Extrahepatic Factors Are Required for LPS Enhancement of Allyl Alcohol-Induced Hepatotoxicity
There are many other factors that may explain why KC/HC cocultures fail to mimic the LPS-induced enhancement of allyl alcohol toxicity observed in vivo. An obvious possibility is that the coculture system lacks one or more elements critical to the response. These may include KC-derived reactive oxygen species. KCs do not release reactive oxygen species upon LPS exposure in vitro, although they do in vivo (Ikejima et al., 1999). Additionally, the isolation process may remove critical receptors from KCs or HCs, or factors released from the KCs could be highly labile and depend on the close association of KCs and HCs found in vivo. To explore these possibilities, the isolated, perfused liver was used as a model to reproduce the response observed in vivo. Though perfusion of livers with LPS stimulated release of MIP-2, an inflammatory protein upregulated by LPS in the liver (Rovai et al., 1998
), LPS did not enhance allyl alcohol-induced liver injury, suggesting that even in this system a critical factor was missing.

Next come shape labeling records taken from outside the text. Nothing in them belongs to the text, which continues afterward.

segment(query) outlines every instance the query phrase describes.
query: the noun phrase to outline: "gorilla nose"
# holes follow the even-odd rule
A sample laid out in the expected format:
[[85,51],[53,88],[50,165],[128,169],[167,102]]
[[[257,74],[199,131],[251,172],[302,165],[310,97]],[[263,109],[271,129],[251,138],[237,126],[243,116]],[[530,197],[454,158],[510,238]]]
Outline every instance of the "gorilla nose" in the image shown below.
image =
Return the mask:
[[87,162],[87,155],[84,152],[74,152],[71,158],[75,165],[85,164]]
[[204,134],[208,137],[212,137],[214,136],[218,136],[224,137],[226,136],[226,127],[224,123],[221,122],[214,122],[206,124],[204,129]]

The Coagulation Cascade Is Involved in the LPS Enhancement of Allyl Alcohol-Induced Heptatotoxicity
Injury from larger doses of allyl alcohol alone is not dependent on extrahepatic factors, as evidenced by the lack of protection offered by neutrophil depletion (Ganey and Schultze, 1995) or heparin (results presented here) and the ability of allyl alcohol to injure isolated HCs (Ohno et al., 1985
; Pang et al., 1997
; Sneed et al., 1997
). In contrast, LPS-induced liver injury from large doses of LPS is dependent on extrahepatic factors (Hewett et al., 1992
; Moulin et al., 1996
). One extrahepatic factor is the coagulation cascade, which can be activated by LPS. Both intrinsic and extrinsic pathways of coagulation are activated by LPS (Aasen et al., 1978
; Yamaguchi et al., 2000
). Within 3 h of a lethal dose of LPS to rats, circulating fibrinogen concentrations decrease by more than 90% (Margaretten et al., 1967
; Prager et al., 1979
). At the same time, fibrin clots appear in the microcirculation of the liver. Furthermore, inhibition of coagulation protects against liver injury from large doses of LPS (Hewett and Roth, 1995
; Moulin et al., 1996
; Pearson et al., 1996
). Accordingly, it was of interest to examine a possible role for the coagulation cascade in the LPS enhancement of allyl alcohol hepatotoxicity.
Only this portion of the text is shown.